Visualizing this silhouette, it helps to separate out the zeros again:

```
f,ax = plt.subplots(1,2,figsize=(12,3))
ax[0].hist(deep.query('boundary_silhouette != 0').boundary_silhouette)
deep.plot('STATE_NAME', ax=ax[1], alpha=.5)
deep.query('boundary_silhouette != 0')\
.plot('boundary_silhouette', ax=ax[1], cmap='bwr',
vmin=-.5, vmax=.5, legend=True)
ax[1].imshow(basemap, extent=extent, interpolation='bilinear')
ax[1].axis(deep.total_bounds[[0,2,1,3]])
f.tight_layout()
plt.show()
```

From this, you can see things like:

- All the tracts on the Mississippi-Louisiana border have more similar Gini values to those in Louisiana.
- North and South Alabama differ significantly in their similarities to Mississippi; in the north, boundary tracts are much more "Alabaman" than in the south.
- The boundary between Alabama and Georgia is quite weak; most of the silhouttes are very close to zero, suggesting the dissimilarity in this area is rather gradual, and that the border tracts between the two are quite similar to either Alabama or Georgia.
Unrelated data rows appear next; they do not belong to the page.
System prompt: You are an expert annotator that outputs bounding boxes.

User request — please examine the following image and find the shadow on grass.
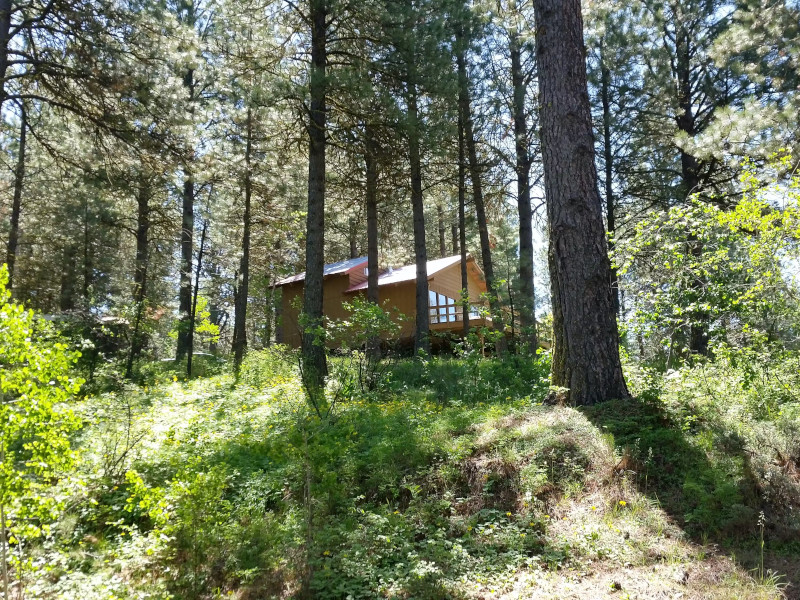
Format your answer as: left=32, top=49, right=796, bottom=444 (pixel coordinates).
left=581, top=398, right=800, bottom=598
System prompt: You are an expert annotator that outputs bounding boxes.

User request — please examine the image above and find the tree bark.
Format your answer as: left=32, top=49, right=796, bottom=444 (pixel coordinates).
left=675, top=30, right=709, bottom=356
left=364, top=128, right=379, bottom=304
left=81, top=194, right=94, bottom=304
left=600, top=42, right=620, bottom=315
left=176, top=168, right=194, bottom=360
left=458, top=111, right=470, bottom=338
left=456, top=38, right=507, bottom=354
left=0, top=0, right=11, bottom=107
left=186, top=221, right=208, bottom=378
left=175, top=0, right=196, bottom=360
left=58, top=244, right=75, bottom=312
left=436, top=204, right=447, bottom=258
left=406, top=77, right=431, bottom=354
left=233, top=108, right=253, bottom=377
left=302, top=0, right=328, bottom=393
left=364, top=125, right=381, bottom=358
left=534, top=0, right=628, bottom=405
left=509, top=31, right=538, bottom=352
left=5, top=103, right=28, bottom=290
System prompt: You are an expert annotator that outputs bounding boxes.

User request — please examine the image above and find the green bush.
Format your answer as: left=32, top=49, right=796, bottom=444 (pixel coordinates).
left=239, top=344, right=298, bottom=388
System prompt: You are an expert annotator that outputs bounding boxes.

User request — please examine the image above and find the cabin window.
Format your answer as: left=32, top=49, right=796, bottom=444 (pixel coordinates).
left=428, top=290, right=480, bottom=325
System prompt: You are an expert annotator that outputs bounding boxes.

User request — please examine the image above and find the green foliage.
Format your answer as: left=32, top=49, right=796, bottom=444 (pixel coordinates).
left=328, top=298, right=405, bottom=392
left=169, top=294, right=219, bottom=344
left=18, top=348, right=800, bottom=599
left=239, top=344, right=298, bottom=389
left=0, top=266, right=82, bottom=554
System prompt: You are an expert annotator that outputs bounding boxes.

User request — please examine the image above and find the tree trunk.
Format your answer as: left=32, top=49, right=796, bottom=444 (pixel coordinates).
left=125, top=175, right=151, bottom=379
left=302, top=0, right=328, bottom=393
left=364, top=126, right=381, bottom=357
left=458, top=111, right=471, bottom=338
left=600, top=42, right=620, bottom=315
left=233, top=108, right=253, bottom=377
left=58, top=245, right=75, bottom=312
left=186, top=221, right=208, bottom=378
left=347, top=217, right=358, bottom=258
left=534, top=0, right=628, bottom=405
left=675, top=31, right=709, bottom=356
left=0, top=0, right=11, bottom=107
left=406, top=77, right=431, bottom=354
left=175, top=0, right=195, bottom=360
left=509, top=31, right=538, bottom=352
left=436, top=204, right=447, bottom=258
left=81, top=195, right=94, bottom=304
left=176, top=168, right=194, bottom=360
left=5, top=103, right=28, bottom=290
left=364, top=129, right=379, bottom=304
left=456, top=38, right=506, bottom=354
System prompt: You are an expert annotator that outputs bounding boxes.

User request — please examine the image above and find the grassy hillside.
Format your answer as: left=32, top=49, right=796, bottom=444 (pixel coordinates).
left=18, top=353, right=800, bottom=600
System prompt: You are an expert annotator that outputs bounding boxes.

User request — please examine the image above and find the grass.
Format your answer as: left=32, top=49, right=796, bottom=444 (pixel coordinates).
left=14, top=356, right=800, bottom=600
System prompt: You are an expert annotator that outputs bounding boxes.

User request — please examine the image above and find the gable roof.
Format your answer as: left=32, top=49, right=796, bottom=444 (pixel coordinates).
left=345, top=254, right=471, bottom=294
left=275, top=256, right=367, bottom=286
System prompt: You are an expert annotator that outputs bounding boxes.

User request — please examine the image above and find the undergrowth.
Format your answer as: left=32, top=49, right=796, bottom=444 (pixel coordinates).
left=15, top=351, right=800, bottom=600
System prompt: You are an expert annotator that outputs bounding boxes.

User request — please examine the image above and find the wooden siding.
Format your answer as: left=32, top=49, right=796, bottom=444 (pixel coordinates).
left=282, top=260, right=494, bottom=348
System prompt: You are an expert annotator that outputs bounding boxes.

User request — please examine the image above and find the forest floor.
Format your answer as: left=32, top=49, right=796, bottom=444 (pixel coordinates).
left=18, top=356, right=800, bottom=600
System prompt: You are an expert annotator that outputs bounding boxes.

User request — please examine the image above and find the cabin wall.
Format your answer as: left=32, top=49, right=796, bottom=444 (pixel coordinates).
left=282, top=274, right=360, bottom=348
left=282, top=263, right=486, bottom=348
left=428, top=263, right=486, bottom=303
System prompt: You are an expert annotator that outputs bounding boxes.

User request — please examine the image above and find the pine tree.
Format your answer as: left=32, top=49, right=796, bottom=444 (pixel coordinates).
left=534, top=0, right=628, bottom=405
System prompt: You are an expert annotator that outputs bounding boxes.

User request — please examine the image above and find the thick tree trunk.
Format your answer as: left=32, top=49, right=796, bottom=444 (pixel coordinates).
left=600, top=42, right=620, bottom=315
left=458, top=111, right=470, bottom=338
left=233, top=108, right=253, bottom=377
left=5, top=103, right=28, bottom=290
left=302, top=0, right=328, bottom=393
left=456, top=40, right=507, bottom=354
left=509, top=31, right=538, bottom=352
left=125, top=175, right=151, bottom=379
left=534, top=0, right=628, bottom=405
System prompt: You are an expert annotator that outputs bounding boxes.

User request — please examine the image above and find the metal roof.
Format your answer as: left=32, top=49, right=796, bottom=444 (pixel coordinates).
left=275, top=256, right=367, bottom=286
left=345, top=254, right=470, bottom=293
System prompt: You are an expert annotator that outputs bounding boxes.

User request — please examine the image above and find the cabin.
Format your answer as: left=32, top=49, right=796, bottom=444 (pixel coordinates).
left=276, top=254, right=491, bottom=348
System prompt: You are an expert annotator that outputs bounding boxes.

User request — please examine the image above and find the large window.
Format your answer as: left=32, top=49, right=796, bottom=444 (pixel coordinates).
left=428, top=290, right=480, bottom=325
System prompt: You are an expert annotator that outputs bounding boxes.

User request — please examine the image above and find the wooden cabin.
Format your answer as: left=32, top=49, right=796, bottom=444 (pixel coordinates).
left=276, top=254, right=491, bottom=348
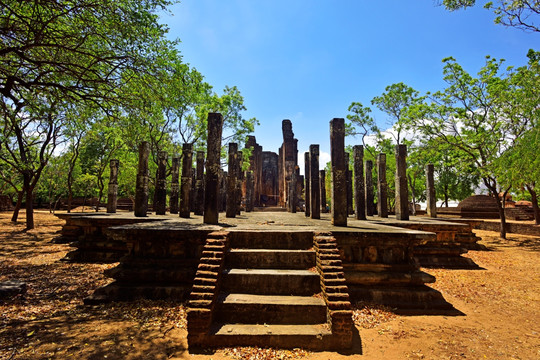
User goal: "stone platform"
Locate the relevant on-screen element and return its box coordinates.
[53,212,472,350]
[369,216,480,270]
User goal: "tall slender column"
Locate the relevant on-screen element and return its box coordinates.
[306,145,321,219]
[377,154,388,218]
[246,170,255,212]
[304,151,311,217]
[134,141,150,217]
[396,144,409,220]
[180,144,193,218]
[319,170,328,213]
[236,151,244,215]
[169,157,180,214]
[107,159,120,214]
[194,151,204,215]
[353,145,366,220]
[426,164,437,217]
[366,160,375,216]
[154,151,167,215]
[204,113,223,224]
[226,143,238,217]
[345,152,354,215]
[330,118,347,226]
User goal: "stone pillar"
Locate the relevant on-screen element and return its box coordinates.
[306,145,321,219]
[107,159,120,214]
[226,143,238,217]
[426,164,437,217]
[287,171,298,213]
[204,113,223,224]
[154,151,167,215]
[194,151,204,215]
[304,152,311,217]
[396,144,409,220]
[377,154,388,218]
[330,118,347,226]
[319,170,328,213]
[134,141,150,217]
[169,157,180,214]
[353,145,366,220]
[236,151,244,215]
[180,144,193,218]
[345,152,354,215]
[366,160,375,216]
[246,170,255,212]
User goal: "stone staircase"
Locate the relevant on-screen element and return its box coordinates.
[188,232,352,350]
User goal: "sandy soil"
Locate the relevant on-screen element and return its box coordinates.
[0,212,540,360]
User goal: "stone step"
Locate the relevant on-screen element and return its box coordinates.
[227,249,316,269]
[229,231,313,250]
[215,293,327,324]
[222,269,321,296]
[211,324,332,350]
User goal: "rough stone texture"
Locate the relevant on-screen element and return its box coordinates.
[193,151,204,215]
[225,143,238,217]
[218,169,229,212]
[169,157,180,214]
[204,113,223,224]
[396,144,409,220]
[353,145,366,220]
[236,151,244,215]
[0,280,26,300]
[306,145,321,219]
[258,151,279,206]
[345,152,354,215]
[426,164,437,217]
[180,144,193,218]
[246,136,262,206]
[154,151,167,215]
[319,170,328,214]
[278,119,298,207]
[245,170,255,212]
[134,141,150,217]
[330,118,348,226]
[377,154,388,218]
[304,152,311,217]
[366,160,375,216]
[107,159,120,214]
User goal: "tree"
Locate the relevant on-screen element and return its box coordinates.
[0,0,178,229]
[412,57,519,238]
[443,0,540,32]
[371,83,423,144]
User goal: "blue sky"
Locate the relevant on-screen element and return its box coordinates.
[161,0,540,168]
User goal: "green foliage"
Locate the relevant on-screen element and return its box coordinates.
[443,0,540,32]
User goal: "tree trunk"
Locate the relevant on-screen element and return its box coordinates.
[525,184,540,225]
[11,189,24,222]
[24,174,34,230]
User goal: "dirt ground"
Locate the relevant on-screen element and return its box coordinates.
[0,212,540,360]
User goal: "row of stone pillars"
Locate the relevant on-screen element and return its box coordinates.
[326,118,436,226]
[107,113,436,226]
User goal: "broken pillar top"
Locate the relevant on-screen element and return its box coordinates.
[281,119,294,141]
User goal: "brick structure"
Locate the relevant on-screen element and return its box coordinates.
[330,118,347,226]
[204,113,223,224]
[180,144,193,218]
[107,159,120,214]
[353,145,366,220]
[134,141,150,217]
[169,157,180,214]
[154,151,167,215]
[396,144,409,220]
[377,154,388,218]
Overall, silhouette statistics are useful in the analysis of clustering and similarity. However, in geographical applications, it sometimes becomes important to understand the *geographical* structure of groups, in addition to the feature structure explored by silhouette statistics. So, two new silhouette statistics are proposed in Wolf, Knaap, and Rey (2019):

- The path silhouette, which measures the joint feature & geographical similarity.
- The boundary silhouette, which measures the similarity of
*boundaries*between groups.

Both have distinct uses, and do not supersede the silhouette statistic. Rather, they are spatial complements that provide different information about the geographical structure of groups in clustering problems.